Department of Electrical and Computer Engineering

October 11, 2007

ECpE Distinguished Lecture Series 2007-08

Lecture title: "ReCombinatorics: Combinatorial Algorithms for Studying
the History of Recombination in Populations"

Speaker: Dan Gusfield, Professor, Department of Computer Science, University of California, Davis

Time: 3:30 to 4:30 p.m.

Location: Howe Hall, Alliant Energy-Lee Liu Auditorium

Abstract: The work discussed in this talk falls into the emerging area of Population Genomics.

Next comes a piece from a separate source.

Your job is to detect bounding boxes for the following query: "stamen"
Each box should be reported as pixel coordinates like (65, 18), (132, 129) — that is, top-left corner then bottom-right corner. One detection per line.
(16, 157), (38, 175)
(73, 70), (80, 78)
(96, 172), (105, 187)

Gusfield will first intro­duce the area and then talk about specific problems and combinatorial algorithms involved in the infer­ence of recombination from population data.
 
A phylogenetic network (or Ancestral Recombination Graph) is a generalization of a tree, allowing struc­tural properties that are not tree-like.  With the growth of genomic and population data (coming for ex­ample from the HAPMAP project) much of which does not fit ideal tree models, and the increasing ap­preciation of the genomic role of such phenomena as recombination (crossing-over and gene-conversion), recurrent and back mutation, horizontal gene transfer, and mobile genetic elements, there is greater need to understand the algorithmics and combinatorics of phylogenetic networks.
 
In this talk, Gusfield will survey a range of our recent results on phylogenetic networks with recombination and show applications of these results to several issues in Population Genomics: Association Mapping; Finding Recombination Hotspots in genotype sequences; Imputing the values of missing haplotype data; Deter­mining the extent of recombination in the evolution of LPL sequences; Distinguishing the role of cross-over from gene-conversion in Arabidopsis; Characterizing some aspects of the haplotypes produced by the program PHASE; Studying the effect of using genotype data in place of haplotype data, imputing missing data, finding optimal recombination mosaics, etc.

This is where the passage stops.